The first part of the solution is to allow aggregates in a SPARQL select. The aggregates are directly inherited from SQL, meaning count, min, max, sum, avg, with an optional distinct modifier. All terms of a select that are not aggregates are considered grouping columns, so one gets an implicit group by when combining variables and aggregates in a single select.

This is straightforward and is already a big improvement. But for very large result sets in a browsing situation, we can do something better.

Let's think about DBpedia as an example. We have data about people — things like names, birth/death dates, birthplaces, text descriptions. Some drill-down could be supported with a traditional OLAP cube. But in the semantic web situation, the number of dimensions can be high and the dimensions will usually be sparse. Besides, the number of dimensions is liable to change. Precomputed indices of everything are not the best choice here even though for well-defined analytics they are fine.

For an overview of the data, we can precompute some things. For example, the set of distinct graphs and their respective triple counts, also for each graph/predicate combination. These do not have to be absolutely up-to-date, and provide a quick first level of directory. Also, the count of instances of all classes is a candidate for precomputing. Same with count of triples grouped by class of S, graph.

Once we start talking about specific Ss or non-class Os, it should be either possible to count the triples or count them up to a maximum. A count aggregate function that stops the query when the count reaches a certain maxc might be useful. This would give small counts with precision but for larger cardinalities it would simply say that it is more than a given limit. In some cases this can be extrapolated to an actual count with fair precision but not always.

The more factors are given, the faster it is to count. For example, if we have a query that looks for an S with P1 = O1 and P2 = O2, this is a merge intersection which is very quick, especially if the intersection is a small fraction of the number of rows.

We can also look at the use of full text conditions with browsing. This makes precomputed counts pretty much useless once there is a text condition in the mix since a text condition is not something that can be mapped on a dimension of a cube. In this situation, it would seem appropriate to count to a certain maximum and then stop. Finding the first few matches with an AND of text and equalities on RDF graph objects or subjects is always quick.
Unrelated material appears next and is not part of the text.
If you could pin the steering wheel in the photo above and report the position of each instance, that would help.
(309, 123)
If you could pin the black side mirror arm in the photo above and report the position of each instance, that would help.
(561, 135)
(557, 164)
Depending on the case, one may even scale the count upwards to an estimate by looking at how far one got on the outermost loop of the joins before reaching the count ceiling. There is a little more to this since all joins are not nested loops but this is the general idea.

Relational DBMS often use random sampling of tables for optimization statistics. With RDF, this does not seem to work so well. Or rather, the usual types of stats are quite useless if all triples are in the same table. This is why we take actual samples at optimize time whenever leading key parts have literal values. Further, we take a small random sample of all triples and remember the distinct P and G values, as these are of low cardinality with highly uneven distribution. This gives us a fairly reliable idea of the relative frequencies of the more common Gs and Ps. This is good for query optimization but not necessarily for browsing. Good enough for sorting by frequency but not quite good enough for showing counts.

Anyway, we will start by introducing the basic SQL aggregates and then add a thing for limiting how much gets counted. This will be precise for small counts and give an order of magnitude for larger counts.